Published: 26 June 2012

Shopper marketers got it wrong when they claimed 70% of purchase decisions were made in store. It’s actually 76%. Half a decade ago when the number was quoted, it created a furore. There may be less fuss this time around. Telling and selling have been getting closer for some time writes TBWA Worldwide director, Reg Lascaris.

Our shopper marketing specialists at Integer constantly engage in market education on the store’s potential as a new marketing medium and increasingly find they are talking to the converted. Retailers and brands focus on what works – and shopper marketing clearly does, as indicated by the latest POPAI study. Its findings show that shoppers invest less time on shopping trips, but spend more money per trip.

Our Integer colleagues say this sharpens the challenge. You may not have much time, but there’s a bigger reward for getting it right – a major reason for growing calls on Integer expertise. The store is a medium and (as with all media) clutter is a problem. The shopper confronts thousands of SKUs (stock-keeping units to retailers; products to you and me). Time-pressed shoppers therefore need help with store navigation. Not all stores respond. POPAI says retailers don’t fully maximise “the multitude of opportunities to enhance the in-store experience”.

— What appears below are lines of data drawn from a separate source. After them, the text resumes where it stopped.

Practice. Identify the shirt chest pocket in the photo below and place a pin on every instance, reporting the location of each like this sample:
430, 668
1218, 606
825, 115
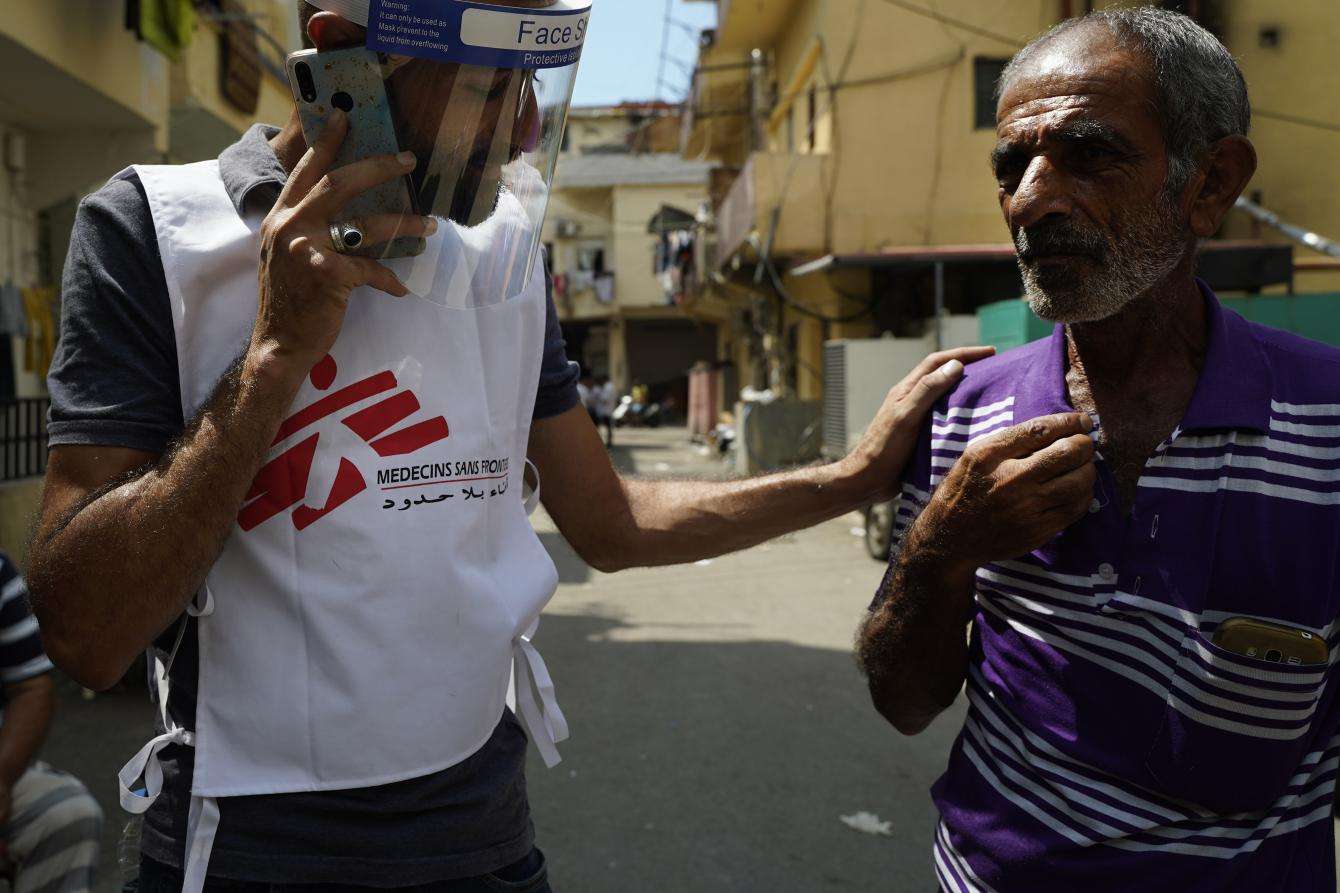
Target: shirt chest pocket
1234, 730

The creative challenge, says POPAI, is to turn the subconscious shopper into the conscious buyer. Jason Frichol, MD of Integer South Africa, tells me the big creative leap springs from the realisation that speaking to the consumer and speaking to the shopper are two different things.

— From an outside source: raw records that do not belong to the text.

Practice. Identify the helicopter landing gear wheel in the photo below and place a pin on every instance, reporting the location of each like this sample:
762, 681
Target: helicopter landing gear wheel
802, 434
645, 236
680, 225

You have to do more than capture attention; you also have to capture the shopper’s purse. One of North America’s leading practitioners in the field summarised the creative brief quite succinctly. They didn’t say it was as easy as 1, 2, 3, but it does involve the ‘rule of 3, 4, 5’. The message has to be absorbed and understood in less than three seconds, must be visible from four paces away and you have to say it in less than five words.

That’s a challenge, but the reward for success is substantial. POPAI says 57% of shoppers still spend more than they planned and those who overspend on impulse items do so by more than 200% of what they expected to spend on impulse buys. Other US research says experience at consumer goods companies indicates effective shopper marketing can grow a brand’s revenue 25% faster than the overall category.

No wonder telling and selling are merging. Shopping doesn’t just happen within the aisles of a store, nor does it only happen online. It’s a continuum – one that’s not always linear or logical, but one that is constant. We call this The Shopper Continuum.